In earlier clinical trials dapagliflozin consistently reduced HbA1c in treatment-naive patients….

In this 24-week, multicenter, randomized, double-blind, placebo-controlled, parallel-group, phase 3 study, researchers found that adding dapagliflozin to sitagliptin reduces hemoglobin (Hb)A1c levels in patients with type 2 diabetes, but is associated with more genital infections. Many patients with type 2 diabetes eventually require multiple agents to achieve their HbA1c targets. Unlike other oral antidiabetic agents, dapagliflozin, a selective inhibitor of sodium glucose cotransporter 2 (SGLT2 Inhibitor), reduces hyperglycemia independently of insulin secretion or action. In earlier clinical trials dapagliflozin consistently reduced HbA1c in treatment-naive patients, as add-on therapy to metformin, sulfonylurea, or pioglitazone, and in patients requiring insulin.

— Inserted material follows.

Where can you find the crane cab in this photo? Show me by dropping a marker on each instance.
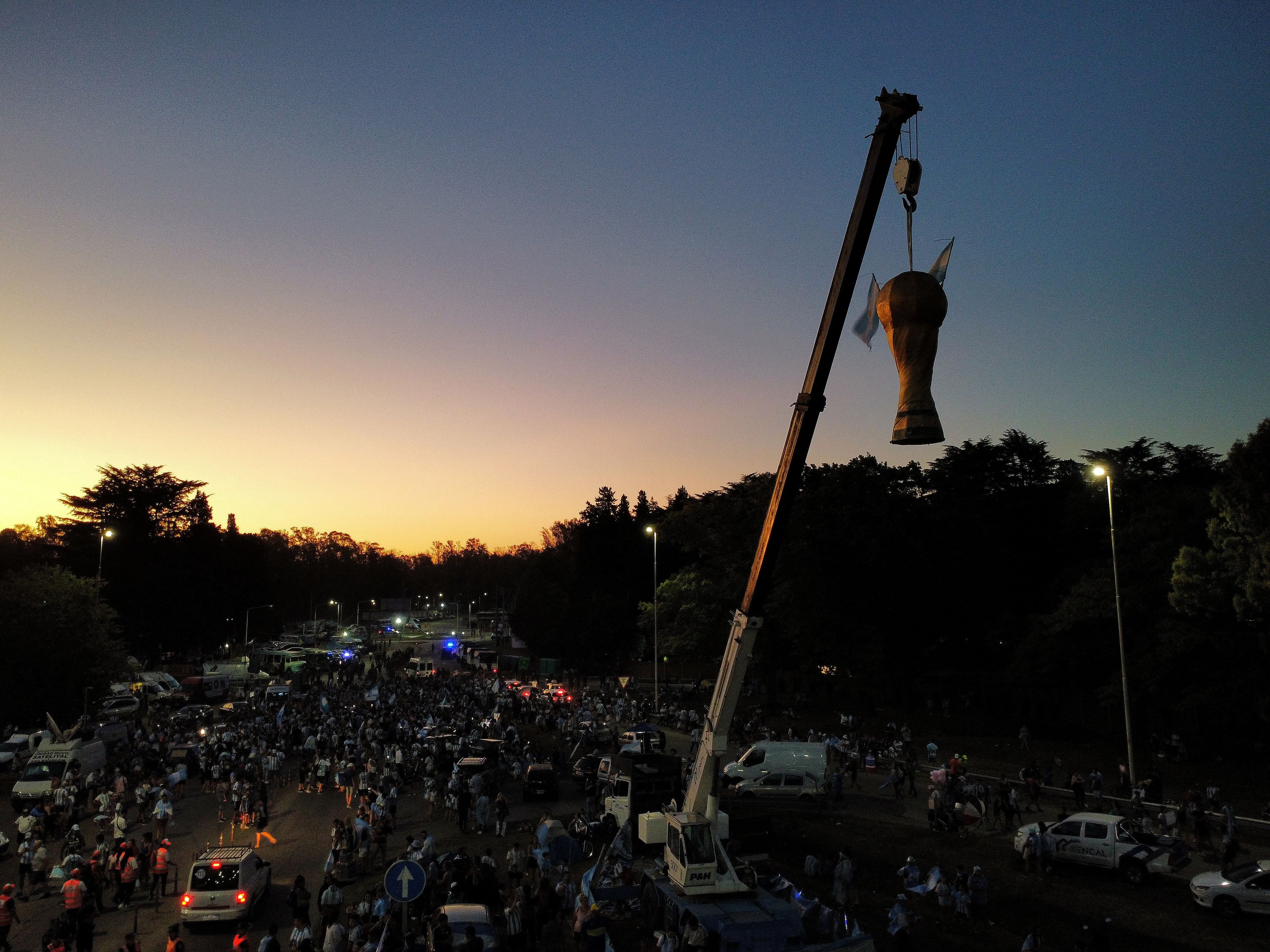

The authors of this study assessed the efficacy and safety of dapagliflozin in 451 patients whose HbA1c levels were not adequately controlled with sitagliptin, a dipeptidyl peptidase-4 (DPP-4) inhibitor. Of the 225 patients randomized to dapagliflozin, 208 (92%) completed the 24-week double-blind period, and 202 (90%) completed an additional 24-week blinded extension. Two hundred twenty-six patients were assigned to placebo: 203 (90%) completed the first 24 weeks, and 185 (82%) completed the 24-week extension. By 24 weeks, HbA1c decreased by 0.6% more with dapagliflozin than with sitagliptin alone (p<0.0001) and by 0.4% more with dapagliflozin than with sitagliptin plus metformin (p=0.0001). Glycemic and weight benefits observed at week 24 were maintained through week 48. Adverse events were balanced between groups and discontinuation rates were low. At week 48, signs and symptoms suggestive of genital infection were more frequent with dapagliflozin (9.8%) than with placebo (0.4%). Signs and symptoms suggestive of urinary tract infection were balanced between dapagliflozin (6.7%) and placebo (6.2%).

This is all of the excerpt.